O governo dos EUA apresenta uma proposta de paz para Gaza e Israel, buscando que ambos os lados a adotem. Denominada de ‘proposta-quadro para Gaza’, a ideia pode trazer mudanças significativas. O compromisso de suspender operações em Gaza e de não anexar o território marcaria uma virada importante, enquanto elementos de passagem segura e amnistia visam neutralizar o Hamas sem confronto sangrento. O pacote, apoiado pela administração, funciona como uma jogada política incerta; é difícil avaliar se o Hamas está disposto a negociar. O documento descreve arranjos de governança, segurança, economia e ajuda humanitária.

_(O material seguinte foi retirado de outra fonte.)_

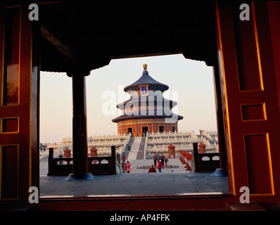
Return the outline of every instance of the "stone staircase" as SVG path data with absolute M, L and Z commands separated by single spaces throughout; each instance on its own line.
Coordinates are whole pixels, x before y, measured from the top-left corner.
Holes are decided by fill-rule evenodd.
M 125 149 L 125 153 L 127 154 L 128 160 L 144 160 L 144 147 L 146 137 L 134 137 L 131 138 L 129 145 L 130 146 L 130 152 L 128 152 L 128 148 Z

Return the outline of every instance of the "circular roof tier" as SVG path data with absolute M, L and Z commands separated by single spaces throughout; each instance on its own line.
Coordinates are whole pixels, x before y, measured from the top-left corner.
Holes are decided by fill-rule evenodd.
M 175 113 L 172 113 L 170 115 L 123 115 L 117 118 L 112 120 L 113 122 L 119 122 L 120 121 L 132 120 L 132 119 L 156 119 L 156 118 L 164 118 L 167 120 L 167 123 L 175 123 L 178 120 L 181 120 L 184 119 L 184 117 L 182 115 L 177 115 Z M 170 121 L 168 121 L 168 120 Z
M 133 84 L 125 87 L 125 91 L 127 92 L 130 90 L 136 91 L 139 85 L 149 85 L 150 90 L 158 90 L 163 92 L 169 89 L 167 85 L 157 82 L 148 75 L 147 64 L 144 64 L 143 68 L 142 76 Z

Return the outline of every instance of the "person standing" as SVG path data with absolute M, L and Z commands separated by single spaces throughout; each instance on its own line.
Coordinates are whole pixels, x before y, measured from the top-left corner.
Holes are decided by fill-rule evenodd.
M 157 156 L 156 156 L 156 154 L 155 154 L 155 153 L 153 154 L 153 164 L 154 164 L 155 167 L 156 166 L 157 158 L 157 158 Z
M 165 169 L 167 169 L 167 162 L 168 162 L 168 158 L 167 157 L 165 157 Z
M 161 173 L 161 165 L 163 162 L 161 162 L 161 160 L 159 160 L 158 162 L 158 172 Z
M 130 173 L 130 167 L 132 165 L 129 163 L 129 161 L 127 162 L 127 164 L 125 165 L 125 169 L 127 170 L 127 174 Z
M 149 173 L 156 173 L 155 168 L 153 167 L 153 164 L 151 168 L 148 169 L 148 172 Z
M 161 153 L 161 155 L 160 155 L 160 160 L 161 160 L 162 166 L 163 167 L 165 165 L 165 156 L 163 155 L 163 153 Z

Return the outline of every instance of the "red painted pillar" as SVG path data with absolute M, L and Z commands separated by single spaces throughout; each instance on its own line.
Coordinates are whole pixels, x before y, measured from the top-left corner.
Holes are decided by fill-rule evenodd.
M 76 70 L 72 74 L 72 139 L 73 172 L 70 179 L 92 179 L 89 173 L 87 156 L 86 78 L 89 71 Z

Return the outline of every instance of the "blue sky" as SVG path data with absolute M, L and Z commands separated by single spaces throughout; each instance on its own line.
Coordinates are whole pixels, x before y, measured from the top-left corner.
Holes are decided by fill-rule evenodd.
M 123 87 L 141 76 L 144 63 L 151 77 L 169 86 L 164 96 L 178 102 L 174 112 L 184 117 L 179 131 L 217 130 L 212 67 L 176 54 L 112 60 L 92 70 L 87 77 L 89 136 L 117 133 L 112 122 L 118 116 L 115 105 L 126 96 Z M 40 82 L 40 142 L 62 141 L 72 136 L 72 79 L 65 73 L 41 72 Z M 115 103 L 109 108 L 115 115 L 102 110 L 108 101 Z

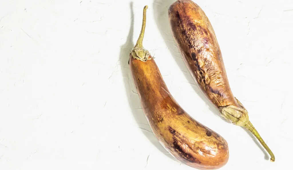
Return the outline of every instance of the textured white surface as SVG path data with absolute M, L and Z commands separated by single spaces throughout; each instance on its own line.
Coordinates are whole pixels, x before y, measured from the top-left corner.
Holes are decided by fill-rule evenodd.
M 230 85 L 276 156 L 226 122 L 192 79 L 171 34 L 175 0 L 0 0 L 0 169 L 192 169 L 151 132 L 127 64 L 144 46 L 171 93 L 227 141 L 221 169 L 287 169 L 292 158 L 293 2 L 197 0 Z

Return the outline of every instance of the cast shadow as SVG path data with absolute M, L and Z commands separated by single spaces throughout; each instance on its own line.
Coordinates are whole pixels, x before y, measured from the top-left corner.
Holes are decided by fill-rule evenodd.
M 168 153 L 159 143 L 159 141 L 153 134 L 147 120 L 142 110 L 141 109 L 139 97 L 137 92 L 134 87 L 128 64 L 129 53 L 134 44 L 132 41 L 133 34 L 133 23 L 134 14 L 133 9 L 133 2 L 130 4 L 131 9 L 131 18 L 130 27 L 126 42 L 120 47 L 120 60 L 121 64 L 122 75 L 125 84 L 125 90 L 127 94 L 129 106 L 138 126 L 142 129 L 142 132 L 159 150 L 173 160 L 177 161 L 173 156 Z M 139 14 L 140 14 L 140 13 Z M 141 15 L 138 15 L 140 17 L 142 16 L 142 8 Z M 141 27 L 136 28 L 140 30 Z M 138 38 L 138 35 L 137 35 Z
M 154 0 L 154 15 L 155 17 L 156 23 L 160 30 L 162 36 L 164 40 L 170 40 L 173 39 L 169 24 L 169 18 L 168 17 L 168 9 L 170 5 L 175 1 L 176 0 Z M 207 104 L 210 110 L 214 115 L 220 118 L 222 120 L 226 122 L 229 122 L 220 115 L 217 108 L 214 106 L 205 96 L 199 87 L 197 85 L 193 85 L 194 84 L 194 83 L 197 83 L 195 82 L 194 80 L 189 72 L 183 60 L 177 56 L 178 54 L 180 53 L 180 52 L 178 50 L 177 47 L 177 45 L 175 42 L 173 41 L 165 41 L 165 42 L 174 59 L 178 64 L 180 69 L 184 72 L 184 74 L 186 79 L 190 84 L 193 85 L 192 86 L 194 90 L 202 99 Z M 252 138 L 255 143 L 262 149 L 265 154 L 265 159 L 268 160 L 270 158 L 269 155 L 265 150 L 258 142 L 257 139 L 249 131 L 245 128 L 243 129 L 245 130 L 246 132 Z
M 162 36 L 165 40 L 173 40 L 173 39 L 169 24 L 168 9 L 170 5 L 175 1 L 175 0 L 154 0 L 154 15 L 156 23 Z M 224 118 L 220 116 L 217 108 L 205 96 L 198 87 L 195 84 L 197 83 L 195 82 L 189 73 L 183 60 L 182 58 L 178 57 L 180 52 L 178 50 L 176 43 L 173 41 L 165 41 L 165 42 L 174 59 L 178 64 L 180 69 L 184 72 L 183 74 L 186 79 L 191 85 L 195 92 L 202 99 L 205 101 L 208 105 L 209 109 L 212 113 L 226 121 Z M 181 57 L 181 55 L 179 55 Z

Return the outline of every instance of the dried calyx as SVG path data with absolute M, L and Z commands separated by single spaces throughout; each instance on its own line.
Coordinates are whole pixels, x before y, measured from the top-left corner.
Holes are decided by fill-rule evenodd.
M 144 30 L 146 27 L 146 9 L 148 6 L 146 5 L 144 8 L 143 15 L 142 26 L 140 31 L 140 34 L 138 38 L 136 44 L 130 52 L 133 58 L 137 59 L 142 61 L 145 62 L 148 60 L 151 59 L 152 58 L 150 57 L 150 53 L 149 51 L 145 49 L 142 46 L 142 40 L 144 35 Z
M 235 99 L 241 107 L 232 105 L 220 107 L 221 115 L 233 124 L 243 127 L 251 132 L 270 155 L 271 161 L 274 162 L 275 157 L 274 154 L 249 121 L 247 111 L 237 99 Z

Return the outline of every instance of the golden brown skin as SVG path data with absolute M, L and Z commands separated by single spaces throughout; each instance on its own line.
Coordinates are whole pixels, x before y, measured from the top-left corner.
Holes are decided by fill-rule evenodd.
M 209 21 L 197 5 L 178 1 L 170 6 L 172 32 L 183 59 L 202 90 L 217 107 L 239 107 L 230 89 Z
M 145 25 L 145 19 L 144 21 Z M 154 59 L 142 47 L 144 28 L 143 24 L 143 31 L 130 53 L 129 65 L 154 134 L 172 155 L 190 167 L 202 169 L 222 167 L 229 157 L 227 142 L 193 119 L 170 94 Z
M 185 64 L 221 115 L 250 131 L 275 161 L 275 156 L 248 119 L 247 111 L 230 88 L 219 46 L 205 13 L 190 0 L 178 0 L 168 11 L 173 36 Z

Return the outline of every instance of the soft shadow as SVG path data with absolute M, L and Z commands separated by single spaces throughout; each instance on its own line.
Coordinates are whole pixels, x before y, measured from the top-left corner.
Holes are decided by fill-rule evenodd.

Destaques:
- Em até 72 horas após a aceitação pública por Israel, todas as pessoas mantidas como reféns, vivas ou falecidas, deverão ser devolvidas.
- Israel não ocupará nem anexará Gaza.
- Ninguém será obrigado a deixar Gaza; quem desejar sair poderá fazê-lo e retornar quando quiser.
- Gaza deverá tornar-se uma zona desradicalizada, livre de terrorismo e sem ameaças aos vizinhos.
- Caso o Hamas atrase ou rejeite a proposta, operações de ajuda ampliadas poderão ocorrer em áreas livres de terrorismo transferidas do IDF para as forças de segurança palestinas.
- Durante esse período, todas as operações militares, incluindo ataques aéreos e bombardimentos, ficarão suspensas.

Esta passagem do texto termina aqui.